A party spokesperson said: ‘On occasion they failed to correctly identify where they came from, and when asked some reportedly replied by referring to a non-existent polling company and had supporting business cards.
“It shouldn’t have happened. All survey data was collected in an anonymous format and not retained. Unlike other parties, Fine Gael does not have a central voter database. Fine Gael will respond fully to any request from the Data Protection Commissioner.
Meanwhile, the head of a global research industry body says political parties are in “clear breach” of a voluntary code for market researchers by posing as independent pollsters or fake survey companies.
Irishman Finn Raben, chief executive of the European Society for Opinion and Marketing Research, said revelations that political parties pretended to be independent pollsters while researching the public’s voting intentions were “for the less disappointing”.
“While there are mechanisms to reassure the public about the reputation and duty of care of research companies, there appears to be no mitigating evidence to justify political parties’ choice to mask and misrepresent their activities,” he said. Mr Raben told The Irish Times.
Election materials produced by Sinn Féin in an ‘election toolkit’ – a 77-page guide to campaigning ahead of the 2016 general election – show the party encouraged volunteers to tell the public they were working for a bogus Dublin Irish Market Research Agency company. The party even produced fake “IMRA” authorization cards in the guide.

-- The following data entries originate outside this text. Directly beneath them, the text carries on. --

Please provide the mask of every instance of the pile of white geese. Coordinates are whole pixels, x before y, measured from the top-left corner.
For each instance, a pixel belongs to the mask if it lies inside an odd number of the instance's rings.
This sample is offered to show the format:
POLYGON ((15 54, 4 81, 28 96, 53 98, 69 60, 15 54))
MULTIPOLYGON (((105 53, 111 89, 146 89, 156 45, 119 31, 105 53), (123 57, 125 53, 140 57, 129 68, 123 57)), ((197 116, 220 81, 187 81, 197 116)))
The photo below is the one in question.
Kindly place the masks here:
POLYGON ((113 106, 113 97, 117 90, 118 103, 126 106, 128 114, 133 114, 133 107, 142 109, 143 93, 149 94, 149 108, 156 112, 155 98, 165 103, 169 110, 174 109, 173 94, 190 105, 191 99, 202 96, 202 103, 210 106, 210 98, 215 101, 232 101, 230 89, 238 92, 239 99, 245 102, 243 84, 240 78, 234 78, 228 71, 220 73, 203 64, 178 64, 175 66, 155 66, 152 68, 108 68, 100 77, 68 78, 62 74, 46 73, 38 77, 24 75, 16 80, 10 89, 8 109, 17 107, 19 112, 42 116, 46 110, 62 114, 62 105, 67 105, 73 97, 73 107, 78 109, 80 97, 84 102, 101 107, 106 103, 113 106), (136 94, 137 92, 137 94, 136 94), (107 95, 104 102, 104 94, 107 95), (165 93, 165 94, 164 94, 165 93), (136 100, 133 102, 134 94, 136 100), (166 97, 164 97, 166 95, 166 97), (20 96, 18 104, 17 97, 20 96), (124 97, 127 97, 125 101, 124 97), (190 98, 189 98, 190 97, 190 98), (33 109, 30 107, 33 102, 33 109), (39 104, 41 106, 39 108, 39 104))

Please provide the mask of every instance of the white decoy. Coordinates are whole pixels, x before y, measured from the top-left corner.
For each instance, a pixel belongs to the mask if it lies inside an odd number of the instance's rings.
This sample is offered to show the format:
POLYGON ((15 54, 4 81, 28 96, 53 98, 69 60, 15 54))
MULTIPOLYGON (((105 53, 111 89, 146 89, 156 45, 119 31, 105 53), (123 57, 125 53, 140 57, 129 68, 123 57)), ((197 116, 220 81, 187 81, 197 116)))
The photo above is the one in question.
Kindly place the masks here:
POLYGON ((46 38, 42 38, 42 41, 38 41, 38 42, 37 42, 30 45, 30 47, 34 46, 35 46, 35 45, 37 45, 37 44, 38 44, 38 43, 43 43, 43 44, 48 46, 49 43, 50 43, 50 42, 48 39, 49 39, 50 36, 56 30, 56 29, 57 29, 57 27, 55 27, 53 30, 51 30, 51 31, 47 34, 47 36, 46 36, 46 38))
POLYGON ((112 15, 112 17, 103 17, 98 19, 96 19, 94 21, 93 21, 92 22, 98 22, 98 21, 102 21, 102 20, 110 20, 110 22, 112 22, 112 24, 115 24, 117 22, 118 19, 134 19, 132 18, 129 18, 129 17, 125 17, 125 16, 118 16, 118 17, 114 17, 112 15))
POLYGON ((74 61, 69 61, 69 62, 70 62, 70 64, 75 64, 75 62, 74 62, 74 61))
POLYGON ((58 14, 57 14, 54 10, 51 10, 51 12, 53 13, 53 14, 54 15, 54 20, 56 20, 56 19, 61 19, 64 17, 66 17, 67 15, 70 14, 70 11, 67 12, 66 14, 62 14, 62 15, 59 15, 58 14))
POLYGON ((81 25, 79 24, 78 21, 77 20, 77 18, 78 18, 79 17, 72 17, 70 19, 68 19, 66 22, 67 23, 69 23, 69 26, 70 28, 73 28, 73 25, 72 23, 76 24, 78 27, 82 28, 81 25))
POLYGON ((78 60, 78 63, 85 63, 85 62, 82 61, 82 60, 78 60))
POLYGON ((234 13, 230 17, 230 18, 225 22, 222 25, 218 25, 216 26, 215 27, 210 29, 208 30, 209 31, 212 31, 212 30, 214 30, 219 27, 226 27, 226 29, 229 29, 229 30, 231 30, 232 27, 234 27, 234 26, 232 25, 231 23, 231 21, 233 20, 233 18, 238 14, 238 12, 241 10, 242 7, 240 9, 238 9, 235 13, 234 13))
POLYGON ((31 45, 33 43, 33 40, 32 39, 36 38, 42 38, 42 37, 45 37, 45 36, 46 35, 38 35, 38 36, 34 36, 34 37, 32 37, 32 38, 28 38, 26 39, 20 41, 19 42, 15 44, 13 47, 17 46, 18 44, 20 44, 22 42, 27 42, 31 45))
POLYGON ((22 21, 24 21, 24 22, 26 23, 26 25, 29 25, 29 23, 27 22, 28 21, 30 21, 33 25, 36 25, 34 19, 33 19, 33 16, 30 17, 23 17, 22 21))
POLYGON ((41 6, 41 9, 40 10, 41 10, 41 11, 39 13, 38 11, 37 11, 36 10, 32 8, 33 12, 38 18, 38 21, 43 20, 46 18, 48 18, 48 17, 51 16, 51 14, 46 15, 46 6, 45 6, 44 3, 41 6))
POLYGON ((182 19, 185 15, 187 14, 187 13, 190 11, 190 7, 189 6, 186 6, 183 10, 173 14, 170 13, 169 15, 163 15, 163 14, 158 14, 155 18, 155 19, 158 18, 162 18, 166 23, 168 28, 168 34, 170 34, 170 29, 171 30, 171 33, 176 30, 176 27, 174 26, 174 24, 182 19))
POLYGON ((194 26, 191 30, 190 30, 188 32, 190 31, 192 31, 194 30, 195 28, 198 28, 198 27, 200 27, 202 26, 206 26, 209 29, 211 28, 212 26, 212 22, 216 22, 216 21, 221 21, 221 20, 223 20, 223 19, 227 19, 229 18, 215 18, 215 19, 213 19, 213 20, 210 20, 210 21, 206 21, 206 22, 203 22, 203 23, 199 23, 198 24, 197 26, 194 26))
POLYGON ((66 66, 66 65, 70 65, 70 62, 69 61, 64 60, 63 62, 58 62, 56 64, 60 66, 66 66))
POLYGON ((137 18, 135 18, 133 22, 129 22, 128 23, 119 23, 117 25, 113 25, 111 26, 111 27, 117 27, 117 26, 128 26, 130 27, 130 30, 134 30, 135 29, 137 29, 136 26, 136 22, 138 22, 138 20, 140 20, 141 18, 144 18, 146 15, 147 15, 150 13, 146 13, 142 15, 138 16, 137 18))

Fianna Fáil, Fine Gael, the Greens Party and Sinn Féin admitted that their party members polled the public during the election while hiding the fact that they worked for a political party.
Taoiseach Micheál Martin said Fianna Fáil volunteers should not have posed as pollsters and the practice was neither good nor proper.
Fine Gael TD and Foreign Secretary Simon Coveney said he was aware party volunteers in his constituency were landing on the doorstep as pollsters and that this should not have happened.
Mr Coveney said it had become clear this was not the ‘professional way of doing things’ and the practice had occurred five, six or seven years ago when the policy was ‘looser “.
Mr Raben said such practices constitute a “flagrant breach” of the General Data Protection Regulation if they take place after EU data protection law came into force in 2018.
“Will the parties in question comply with the recourse requirements of the GDPR? ” he said.
Research companies subscribe to a voluntary code governed by industry group Esomar, which requires them to be transparent about the information they collect and the purposes for collecting it.
The code, covered by the Association of Irish Market Research Organizations in that country, requires companies to ensure researchers protect personal data and behave ethnically.
“It is clear that the reported behavior of political parties is in flagrant violation of these principles,” Raben said.
He added that with growing public concerns about individuals’ ability to control how their personal data is used and for what purpose, “there is an urgent need for clear ethical and professional guidance on how to manage these given responsibly”.
Polling companies have complained that these revelations will hurt their industry and their ability to conduct public opinion research.
“Anyone hiding their true intent – we would consider that unethical,” said Richard Colwell, founder and chief executive of RedC Research, which conducts political polling.
He expressed concern that such disclosures would lead to more people refusing to speak to legitimate pollsters.
“There will be more questions on the doorstep, and when we call people, they’ll ask us ‘are you real or not? This hurts strike rates. This drives up costs. »
Sinn Féin’s use of a bogus company was “a bit of a subterfuge” that went beyond “solicitors knocking on doors and if nobody asks a question they’ll get away with it”, he said. he adds.
Damian Loscher, chief executive of Ipsos-MRBI, which conducts polls for The Irish Times, said the practices highlighted undermine public confidence in the work they do as they “put a question mark in mind of the public” and do the work of true investigators. More difficult.
“As an industry, we rely on the goodwill and trust of the public. We protect our reputation because if we lose public trust, we lose our ability to accurately gauge public opinion.